About Secrecy

Hazrat Inayat Khan sometimes told the story of a westerner coming to a sage of China and asking to be taught the occult laws.  The sage, puzzled perhaps, or perhaps politely amused, said, “But we have so many missionaries from your country coming to us and teaching us about God.  Why do you ask this question?”  The westerner replied, “Oh, we know all about God, but I want to learn the occult laws.”  “If you know about God,” responded the sage, “that is all that can be known.  You don’t need to know anything more.  If you know Him, you know all.”
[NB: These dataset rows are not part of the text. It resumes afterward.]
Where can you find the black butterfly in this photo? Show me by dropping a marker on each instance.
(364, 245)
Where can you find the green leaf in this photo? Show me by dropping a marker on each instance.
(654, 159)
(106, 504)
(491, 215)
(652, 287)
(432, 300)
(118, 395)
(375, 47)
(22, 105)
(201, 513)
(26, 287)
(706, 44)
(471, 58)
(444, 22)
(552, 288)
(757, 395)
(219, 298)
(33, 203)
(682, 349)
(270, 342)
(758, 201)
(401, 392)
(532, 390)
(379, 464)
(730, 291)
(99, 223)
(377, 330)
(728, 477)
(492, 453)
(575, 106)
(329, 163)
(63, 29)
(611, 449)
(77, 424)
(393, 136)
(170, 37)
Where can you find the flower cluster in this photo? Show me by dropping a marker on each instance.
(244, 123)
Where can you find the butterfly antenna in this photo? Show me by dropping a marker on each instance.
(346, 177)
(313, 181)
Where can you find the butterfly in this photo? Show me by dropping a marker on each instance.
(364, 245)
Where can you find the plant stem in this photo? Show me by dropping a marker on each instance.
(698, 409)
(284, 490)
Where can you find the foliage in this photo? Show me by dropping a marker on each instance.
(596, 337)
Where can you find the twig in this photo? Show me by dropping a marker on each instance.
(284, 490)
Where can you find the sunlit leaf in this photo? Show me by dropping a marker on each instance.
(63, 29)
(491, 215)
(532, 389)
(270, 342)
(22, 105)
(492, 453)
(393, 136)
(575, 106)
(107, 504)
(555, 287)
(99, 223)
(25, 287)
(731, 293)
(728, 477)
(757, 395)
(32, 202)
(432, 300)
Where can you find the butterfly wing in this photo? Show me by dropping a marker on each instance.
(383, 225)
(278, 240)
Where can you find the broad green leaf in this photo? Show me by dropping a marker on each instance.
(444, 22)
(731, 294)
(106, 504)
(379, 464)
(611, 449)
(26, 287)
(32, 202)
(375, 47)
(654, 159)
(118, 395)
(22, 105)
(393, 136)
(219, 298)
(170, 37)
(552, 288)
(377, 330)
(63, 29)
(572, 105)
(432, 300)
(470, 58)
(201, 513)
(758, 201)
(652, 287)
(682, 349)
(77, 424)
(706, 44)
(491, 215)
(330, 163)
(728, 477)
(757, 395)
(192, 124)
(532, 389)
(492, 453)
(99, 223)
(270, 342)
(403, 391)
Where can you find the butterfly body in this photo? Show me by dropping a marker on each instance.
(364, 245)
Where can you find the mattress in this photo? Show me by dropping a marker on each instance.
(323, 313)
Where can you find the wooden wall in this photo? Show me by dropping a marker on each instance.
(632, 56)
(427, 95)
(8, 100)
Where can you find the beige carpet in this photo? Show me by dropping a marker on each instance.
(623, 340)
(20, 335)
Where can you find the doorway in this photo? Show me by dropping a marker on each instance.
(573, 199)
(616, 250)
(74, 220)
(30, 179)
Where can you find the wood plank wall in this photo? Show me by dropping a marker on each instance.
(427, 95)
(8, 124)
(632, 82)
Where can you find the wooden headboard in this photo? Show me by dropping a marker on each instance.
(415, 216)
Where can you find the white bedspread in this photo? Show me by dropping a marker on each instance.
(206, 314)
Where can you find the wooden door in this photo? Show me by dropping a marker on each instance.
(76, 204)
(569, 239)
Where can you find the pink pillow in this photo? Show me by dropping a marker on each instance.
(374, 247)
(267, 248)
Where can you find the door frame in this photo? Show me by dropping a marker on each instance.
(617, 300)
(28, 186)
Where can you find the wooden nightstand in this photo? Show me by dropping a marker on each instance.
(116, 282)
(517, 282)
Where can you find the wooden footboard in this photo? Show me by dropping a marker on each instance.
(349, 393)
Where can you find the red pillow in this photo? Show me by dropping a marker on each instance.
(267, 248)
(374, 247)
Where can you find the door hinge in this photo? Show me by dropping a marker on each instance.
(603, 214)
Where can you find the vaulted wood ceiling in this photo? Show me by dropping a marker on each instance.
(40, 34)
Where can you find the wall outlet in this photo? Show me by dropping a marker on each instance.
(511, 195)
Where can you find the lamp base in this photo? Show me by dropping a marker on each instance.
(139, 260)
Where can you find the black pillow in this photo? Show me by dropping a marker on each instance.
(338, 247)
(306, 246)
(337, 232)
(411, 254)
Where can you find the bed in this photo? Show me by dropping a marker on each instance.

Amongst those who are attracted by the spiritual side of life, or perhaps it is better to say, amongst the spiritually restless, there is often an assumption that there exists, somewhere, a body of secret knowledge.  Such wisdom, usually cryptically encoded, is always in the possession of someone mysterious who is capable of miraculous wonders, a shadowy person difficult to find, living of course in some wilderness on the other side of the planet, and never–never!–in the house next door.  No doubt the question placed before the Chinese sage came out of this kind of belief.

Sitting outside of the story–for who would want to identify themselves with this curiosity-driven westerner?–it is easy to see that the seeker has only a concept of God; he has not yet made God a reality, as Sufism teaches us to do.

“But,” the seeker might protest, “the question is natural!  Throughout history there have been illuminated souls–but they don’t reveal to us what they know!  I have read so many books, from so many different traditions, and still I don’t know the SECRET!”

There have indeed been illuminated souls throughout history, and some of them, as a service to God and humanity, have done their best to put into words something of the infinite Truth. If their scriptures do not bring instant illumination, it is from both the limitations of the words and of those who read them.  Think of the tradition of love poetry, which is as old as the heart and human language:  those with a heart of stone receive nothing from it; on reading such poetry they do not fall headlong in love with anyone, whereas those who have really known love recognise very well what the words struggle to convey, for their heart vibrates in sympathy.

It is true that religion often conceals some aspects of the faith.  In the Jewish temple there was a veil protecting the Holy of Holies from view (the veil, some ten centimetres in thickness, that was supposedly torn in two at the moment that Jesus died), and in the temples of other traditions as well it is common that the most holy place is concealed from view.  We could understand this, though, as a symbolic teaching, telling humanity that the Divine, the Truth, is beyond form; you cannot see it plainly in front of you, but you must look for it within.

As we travel the path of understanding, we begin to learn that temples of brick and stone serve as symbols of the human temple.  That is why we sometimes repeat the words, “This is not my body, this is the temple of God.”  And wth that recognition also comes the realisation that if we wish to know the Truth, we must go deep within ourselves to find It.  That is the only knowledge that will satisfy our longing; it does not come from books, nor from exotic traditions; it comes from our core.

If it is ‘secret,’ then, whose fault is that?

 

 

One Reply to “About Secrecy”

  1. Amir Smits

    If it is ‘secret’ , then, whose fault is that?
    What a lesson, put in just one sentence…. And one on which we can work a lifetime. Thank you Murshid Nawab.